I could live there, by myself.  But only because it’s in London.  Anywhere else, and I’d feel like this:

11 comments

  1. Looks to me that the Fake bookcase / cabinet thing is likely some sort of Murphy bed that fold down and meets up with that square bench like thing with the Headboard/Canopy thing on the other wall in front of the windows. But 250 square feet??? I don’t even like hotel rooms that small.

  2. The size of the space is very livable, I have live two guys in a dorm room and in the army in space smaller than this with my young wife for a bit in Europe which was cozy but, we were smaller, young and did not have much of anything. Of course we did not plan to live that way that all of our lives and I have had good friends end up in spaces this small and smaller at the end of their live but they did not have much going on.

    I measured our front bedroom which I use as an office, it is 11 x14 with a leather pull out sofa and a bathroom 7.5 x 10 which is attached to the room which come to 229 ft very livable space for one who does not need much stuff. A person who could afford the price of this space is going to have a lot of stuff and as for corporate guest quarters I would thing a lot of excellent hotel rooms could be purchased for this price with room and valet service.

    That means that the best use of this space would be for a pied-à-terre purchased by one of the billionaires to use a lodging, close to his office, for his current woman of interest to use for discreet meetings yet charging it to corporate expenses.

  3. It’s essentially an efficiency apartment.

    Pretty common where I grew up. It was a way to live in the city if you were young and starting out. And they weren’t anywhere near as nice.

    But I think you’re right. A place to crash while in the city working. I’ve had smaller hotel rooms in NYC, and they cost me nearly $600/night.

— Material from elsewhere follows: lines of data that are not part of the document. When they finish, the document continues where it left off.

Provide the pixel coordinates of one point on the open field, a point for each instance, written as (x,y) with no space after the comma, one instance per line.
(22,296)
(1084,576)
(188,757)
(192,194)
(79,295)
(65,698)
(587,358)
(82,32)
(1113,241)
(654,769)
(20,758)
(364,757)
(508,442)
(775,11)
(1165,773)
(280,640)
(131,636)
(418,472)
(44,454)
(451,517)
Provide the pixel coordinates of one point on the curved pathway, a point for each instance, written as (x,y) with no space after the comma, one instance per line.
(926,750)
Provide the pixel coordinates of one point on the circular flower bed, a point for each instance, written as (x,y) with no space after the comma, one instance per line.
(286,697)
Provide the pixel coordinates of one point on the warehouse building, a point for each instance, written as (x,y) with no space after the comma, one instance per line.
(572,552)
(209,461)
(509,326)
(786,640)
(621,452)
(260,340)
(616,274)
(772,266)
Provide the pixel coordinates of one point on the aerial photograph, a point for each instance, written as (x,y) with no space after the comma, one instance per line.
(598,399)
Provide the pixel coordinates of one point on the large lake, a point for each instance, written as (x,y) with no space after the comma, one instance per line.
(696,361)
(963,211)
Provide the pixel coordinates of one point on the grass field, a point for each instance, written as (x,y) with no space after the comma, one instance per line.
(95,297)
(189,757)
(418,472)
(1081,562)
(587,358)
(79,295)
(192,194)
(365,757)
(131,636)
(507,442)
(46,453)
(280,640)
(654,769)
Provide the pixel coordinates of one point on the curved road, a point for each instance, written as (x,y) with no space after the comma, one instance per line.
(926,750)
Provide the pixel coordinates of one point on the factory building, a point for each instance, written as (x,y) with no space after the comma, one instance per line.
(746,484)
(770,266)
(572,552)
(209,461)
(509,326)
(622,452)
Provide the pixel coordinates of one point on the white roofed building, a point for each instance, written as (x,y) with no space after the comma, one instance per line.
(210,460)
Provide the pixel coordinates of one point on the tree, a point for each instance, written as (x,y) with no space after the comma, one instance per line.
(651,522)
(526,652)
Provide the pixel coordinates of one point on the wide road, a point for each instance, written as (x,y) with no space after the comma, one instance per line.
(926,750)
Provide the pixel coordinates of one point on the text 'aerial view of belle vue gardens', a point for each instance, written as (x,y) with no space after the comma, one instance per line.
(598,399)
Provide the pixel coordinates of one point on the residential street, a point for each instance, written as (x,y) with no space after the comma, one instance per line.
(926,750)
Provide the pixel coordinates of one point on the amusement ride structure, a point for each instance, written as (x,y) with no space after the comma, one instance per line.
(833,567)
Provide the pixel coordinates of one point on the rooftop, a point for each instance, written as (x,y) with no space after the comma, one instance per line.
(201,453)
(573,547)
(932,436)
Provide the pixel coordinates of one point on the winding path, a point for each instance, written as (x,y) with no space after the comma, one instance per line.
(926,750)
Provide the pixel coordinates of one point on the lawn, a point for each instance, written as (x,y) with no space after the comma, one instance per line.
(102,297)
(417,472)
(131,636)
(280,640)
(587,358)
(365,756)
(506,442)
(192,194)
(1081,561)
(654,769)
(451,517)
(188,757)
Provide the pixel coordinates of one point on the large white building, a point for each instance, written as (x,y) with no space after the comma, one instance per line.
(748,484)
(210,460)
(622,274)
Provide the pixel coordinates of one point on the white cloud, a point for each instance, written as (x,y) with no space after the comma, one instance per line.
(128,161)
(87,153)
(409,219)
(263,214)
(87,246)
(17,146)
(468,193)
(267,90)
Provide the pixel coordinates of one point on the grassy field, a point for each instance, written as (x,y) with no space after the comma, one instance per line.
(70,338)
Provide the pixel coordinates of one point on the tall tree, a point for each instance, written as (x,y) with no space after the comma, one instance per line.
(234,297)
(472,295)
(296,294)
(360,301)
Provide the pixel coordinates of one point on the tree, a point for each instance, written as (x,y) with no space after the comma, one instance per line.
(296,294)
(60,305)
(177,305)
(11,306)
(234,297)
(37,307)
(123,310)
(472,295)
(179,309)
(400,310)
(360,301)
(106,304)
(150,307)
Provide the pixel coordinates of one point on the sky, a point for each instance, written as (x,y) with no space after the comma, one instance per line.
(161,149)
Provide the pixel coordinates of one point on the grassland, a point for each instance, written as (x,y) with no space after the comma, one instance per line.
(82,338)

  4. Get back to me when you’ve seen the living quarters on a submarine. …and then lived there for a few months at a time.

  5. On a more serious note, it looks like a rather luxurious efficiency apartment to me. However, I’m not an “urbanite”. I dislike big cities, although I don’t mind visiting them for a few days as a tourist.

    The company I used to work for once asked me if I would consider relocating to NYC for them. I answered that they didn’t have enough money in their treasury.

    1. My response to the same request was: “I’m not worth the amount of money you’d have to pay me to go there.”

  6. Aside from insufficient space for just about anything, this property suffers from three irreparable faults: LOCATION, LOCATION, LOCATION.

    London, the surveillance city
    London, where defending yourself effectively is not only illegal, but will get you charged/convicted/imprisoned.
    England, where there are no free people.

    1. Actually, we in the UK are allowed to defend ourselves. We may be called upon to justify it in court, but self defence is an absolute defence.

      As for the surveillance state, no argument.

  7. 2003, we converted a 1996 Ford CF8000 commercial truck to our concept of an ExpeditionVehicle.
    Our interior is 7w x 12l x 7h, about 700cf (metrifical equivalent — 333.003 hectares-per-milihour).
    Summers up rough logger tracks to remote mountain lakes.
    Winters on isolated Baja beaches.
    Nearly two decades full-time live-aboard, we are rarely inside, preferring to be outside with our caravan chums, cooking, pot-latches, dancing, and sharing tall tales around the camp-fire.
    .
    A stand-still house… not interested.